Resulta que yo llevo trabajando acá (en esta compañía, en este otro "pueblo" a 103 kms. de mi casa) 5 años. El año pasado mi jefe me da el "honorable título" de "Jefa del Departamento". A cada rato estaba recordándome que debía tener todo en orden, al día, y debía pensar y actuar como jefa (aprender a "mandar").
A mi cargo están 2 subalternos, y además trabajo directamente con la Gerente de Mercadeo y Publicidad. Y ayer alegóricamente me entero que a uno de mis subalternos le aumentaron US$200 (nuestra moneda de curso es el dólar americano - hagan ustedes la conversión correspondiente y verán que es ba$tante má$); y quedó US$100 POR ENCIMA DE MÍ!!!.

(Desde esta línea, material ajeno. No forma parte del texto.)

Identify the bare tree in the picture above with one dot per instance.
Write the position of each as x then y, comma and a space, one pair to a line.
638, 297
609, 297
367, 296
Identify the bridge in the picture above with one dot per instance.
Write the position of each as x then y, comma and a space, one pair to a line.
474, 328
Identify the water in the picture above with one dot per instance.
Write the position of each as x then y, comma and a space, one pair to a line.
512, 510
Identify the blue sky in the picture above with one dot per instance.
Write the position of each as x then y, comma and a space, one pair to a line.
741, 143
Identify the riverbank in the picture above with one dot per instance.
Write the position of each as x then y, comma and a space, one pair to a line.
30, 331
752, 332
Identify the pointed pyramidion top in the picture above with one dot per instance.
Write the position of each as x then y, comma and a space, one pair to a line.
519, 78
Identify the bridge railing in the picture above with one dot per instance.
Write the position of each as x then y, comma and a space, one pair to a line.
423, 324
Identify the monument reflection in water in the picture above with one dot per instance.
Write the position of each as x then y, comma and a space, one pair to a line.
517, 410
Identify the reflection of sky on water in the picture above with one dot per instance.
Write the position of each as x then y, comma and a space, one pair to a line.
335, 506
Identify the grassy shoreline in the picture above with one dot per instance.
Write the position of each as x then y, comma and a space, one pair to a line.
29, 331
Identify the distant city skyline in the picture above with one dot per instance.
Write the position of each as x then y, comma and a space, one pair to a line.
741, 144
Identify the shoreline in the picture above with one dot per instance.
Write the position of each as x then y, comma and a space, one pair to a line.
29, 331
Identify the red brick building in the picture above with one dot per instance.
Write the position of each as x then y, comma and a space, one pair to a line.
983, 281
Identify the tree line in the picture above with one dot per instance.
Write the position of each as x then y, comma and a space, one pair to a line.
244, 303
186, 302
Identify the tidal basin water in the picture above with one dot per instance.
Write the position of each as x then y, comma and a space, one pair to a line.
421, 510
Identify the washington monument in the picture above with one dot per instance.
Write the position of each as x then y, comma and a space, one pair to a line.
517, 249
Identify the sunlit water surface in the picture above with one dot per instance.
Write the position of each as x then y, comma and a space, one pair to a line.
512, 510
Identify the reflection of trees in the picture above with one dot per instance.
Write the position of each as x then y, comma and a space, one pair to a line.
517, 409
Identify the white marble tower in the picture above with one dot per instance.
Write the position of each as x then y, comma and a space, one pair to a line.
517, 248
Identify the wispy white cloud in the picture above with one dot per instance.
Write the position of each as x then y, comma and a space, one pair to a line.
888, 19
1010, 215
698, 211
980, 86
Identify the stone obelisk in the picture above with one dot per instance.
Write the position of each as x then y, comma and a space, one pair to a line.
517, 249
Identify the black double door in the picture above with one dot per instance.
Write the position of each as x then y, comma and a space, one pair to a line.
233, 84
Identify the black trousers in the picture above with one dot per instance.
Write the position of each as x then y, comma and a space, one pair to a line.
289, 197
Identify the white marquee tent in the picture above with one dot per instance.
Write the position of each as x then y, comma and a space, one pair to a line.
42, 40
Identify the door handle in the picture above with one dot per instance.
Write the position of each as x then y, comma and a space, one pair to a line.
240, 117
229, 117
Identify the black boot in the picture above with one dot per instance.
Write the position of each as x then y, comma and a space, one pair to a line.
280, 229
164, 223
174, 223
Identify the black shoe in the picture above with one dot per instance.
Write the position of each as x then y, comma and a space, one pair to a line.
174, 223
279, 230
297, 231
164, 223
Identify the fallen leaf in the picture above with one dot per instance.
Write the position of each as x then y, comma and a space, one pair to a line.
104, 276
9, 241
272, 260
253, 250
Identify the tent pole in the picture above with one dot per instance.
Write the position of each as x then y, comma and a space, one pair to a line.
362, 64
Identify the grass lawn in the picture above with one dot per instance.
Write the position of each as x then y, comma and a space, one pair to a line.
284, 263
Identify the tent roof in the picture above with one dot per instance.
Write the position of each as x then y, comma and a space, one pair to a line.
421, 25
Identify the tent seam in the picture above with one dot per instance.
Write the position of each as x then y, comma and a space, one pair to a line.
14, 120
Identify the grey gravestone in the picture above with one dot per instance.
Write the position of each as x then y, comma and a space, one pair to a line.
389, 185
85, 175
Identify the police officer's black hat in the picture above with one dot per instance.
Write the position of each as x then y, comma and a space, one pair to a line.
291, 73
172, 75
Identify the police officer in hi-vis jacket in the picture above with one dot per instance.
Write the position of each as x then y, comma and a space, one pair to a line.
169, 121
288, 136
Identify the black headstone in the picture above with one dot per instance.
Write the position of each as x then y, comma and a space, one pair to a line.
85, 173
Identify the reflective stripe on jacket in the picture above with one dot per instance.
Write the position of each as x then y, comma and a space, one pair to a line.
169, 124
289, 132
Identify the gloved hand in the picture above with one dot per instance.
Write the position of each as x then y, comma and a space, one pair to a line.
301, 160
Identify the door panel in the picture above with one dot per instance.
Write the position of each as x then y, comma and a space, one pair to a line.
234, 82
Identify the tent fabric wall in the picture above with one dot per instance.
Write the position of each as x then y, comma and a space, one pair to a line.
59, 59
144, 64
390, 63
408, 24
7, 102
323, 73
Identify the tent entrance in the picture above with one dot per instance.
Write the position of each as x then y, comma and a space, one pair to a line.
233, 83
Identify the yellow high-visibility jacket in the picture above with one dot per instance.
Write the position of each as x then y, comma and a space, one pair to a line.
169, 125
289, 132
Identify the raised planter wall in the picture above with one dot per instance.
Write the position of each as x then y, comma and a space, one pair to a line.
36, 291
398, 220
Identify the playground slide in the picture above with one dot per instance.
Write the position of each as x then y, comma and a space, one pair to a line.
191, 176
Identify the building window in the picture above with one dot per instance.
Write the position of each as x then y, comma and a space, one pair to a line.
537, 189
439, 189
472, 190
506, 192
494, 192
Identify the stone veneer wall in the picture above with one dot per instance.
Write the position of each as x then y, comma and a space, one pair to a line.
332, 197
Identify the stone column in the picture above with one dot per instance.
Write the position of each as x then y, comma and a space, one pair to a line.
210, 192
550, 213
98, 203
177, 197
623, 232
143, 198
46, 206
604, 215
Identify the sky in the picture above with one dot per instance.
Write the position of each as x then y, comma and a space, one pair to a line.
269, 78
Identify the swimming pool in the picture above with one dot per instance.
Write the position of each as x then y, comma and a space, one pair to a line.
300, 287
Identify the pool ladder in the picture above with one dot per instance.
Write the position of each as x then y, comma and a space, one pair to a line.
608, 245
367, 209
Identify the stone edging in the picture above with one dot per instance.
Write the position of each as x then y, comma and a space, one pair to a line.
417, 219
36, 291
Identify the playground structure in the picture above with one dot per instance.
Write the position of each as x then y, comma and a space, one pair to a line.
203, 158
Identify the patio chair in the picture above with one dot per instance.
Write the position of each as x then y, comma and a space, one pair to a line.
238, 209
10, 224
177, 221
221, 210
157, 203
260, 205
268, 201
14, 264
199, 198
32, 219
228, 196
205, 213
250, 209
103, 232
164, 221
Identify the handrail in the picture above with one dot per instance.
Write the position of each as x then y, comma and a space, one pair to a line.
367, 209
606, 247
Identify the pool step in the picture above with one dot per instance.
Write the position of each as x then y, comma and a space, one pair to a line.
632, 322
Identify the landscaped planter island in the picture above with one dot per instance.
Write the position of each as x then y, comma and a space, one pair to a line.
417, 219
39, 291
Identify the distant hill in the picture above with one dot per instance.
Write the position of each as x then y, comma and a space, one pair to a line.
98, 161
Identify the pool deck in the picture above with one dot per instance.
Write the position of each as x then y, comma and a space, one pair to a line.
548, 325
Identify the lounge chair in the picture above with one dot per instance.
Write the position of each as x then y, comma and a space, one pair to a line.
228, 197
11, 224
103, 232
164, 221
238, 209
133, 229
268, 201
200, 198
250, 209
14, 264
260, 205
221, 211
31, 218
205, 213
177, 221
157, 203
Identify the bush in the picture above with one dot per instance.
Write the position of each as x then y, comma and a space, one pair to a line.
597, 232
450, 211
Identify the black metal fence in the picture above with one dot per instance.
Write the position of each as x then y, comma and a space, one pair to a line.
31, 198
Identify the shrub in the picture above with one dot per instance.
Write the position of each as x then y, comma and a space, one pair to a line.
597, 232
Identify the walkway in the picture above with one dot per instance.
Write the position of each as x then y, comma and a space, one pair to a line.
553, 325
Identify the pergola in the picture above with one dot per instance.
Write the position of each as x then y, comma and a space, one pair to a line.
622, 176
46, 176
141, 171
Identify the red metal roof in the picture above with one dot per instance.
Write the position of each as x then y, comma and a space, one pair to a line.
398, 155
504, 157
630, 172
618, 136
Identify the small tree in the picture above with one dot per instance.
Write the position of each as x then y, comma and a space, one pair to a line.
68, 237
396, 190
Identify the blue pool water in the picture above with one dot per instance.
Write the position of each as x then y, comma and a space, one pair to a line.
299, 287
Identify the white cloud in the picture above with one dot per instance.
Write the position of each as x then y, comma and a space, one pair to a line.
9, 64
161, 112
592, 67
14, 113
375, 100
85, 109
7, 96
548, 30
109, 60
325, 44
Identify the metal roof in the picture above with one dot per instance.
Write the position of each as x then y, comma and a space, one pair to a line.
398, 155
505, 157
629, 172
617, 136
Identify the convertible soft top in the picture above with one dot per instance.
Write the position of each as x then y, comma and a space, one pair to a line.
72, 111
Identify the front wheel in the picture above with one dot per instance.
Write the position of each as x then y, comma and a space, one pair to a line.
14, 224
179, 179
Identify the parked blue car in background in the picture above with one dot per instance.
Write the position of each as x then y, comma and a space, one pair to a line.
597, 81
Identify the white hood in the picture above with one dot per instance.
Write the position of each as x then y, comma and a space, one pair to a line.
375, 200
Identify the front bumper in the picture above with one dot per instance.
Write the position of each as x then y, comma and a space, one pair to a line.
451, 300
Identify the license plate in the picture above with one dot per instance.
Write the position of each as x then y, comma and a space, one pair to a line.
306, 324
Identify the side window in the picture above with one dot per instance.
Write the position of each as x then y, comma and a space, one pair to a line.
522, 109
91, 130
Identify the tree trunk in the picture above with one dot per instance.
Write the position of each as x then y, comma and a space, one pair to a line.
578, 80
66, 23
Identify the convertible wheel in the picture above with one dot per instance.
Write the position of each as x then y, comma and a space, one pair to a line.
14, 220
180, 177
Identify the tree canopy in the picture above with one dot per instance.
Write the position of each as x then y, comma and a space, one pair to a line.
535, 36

Estoy que me lleva el mismísimo diablo. Disculpen la vulgaridad, pero "QUE HUEVO!!!". Jajaja, resulta que ahora yo soy la jefa, pero el subalterno gana más que yo; que cosa tan irónica, ridícula y absurda. Pero bueno estas cosas se ven muy a menudo en nuestros países tercermundistas, y sobre todo descriminatorios contra las mujeres. Claro, yo soy la encargada porque las mujeres somos más responsables y blablabla; pero el chiquillo tiene talento y "todo se lo merece".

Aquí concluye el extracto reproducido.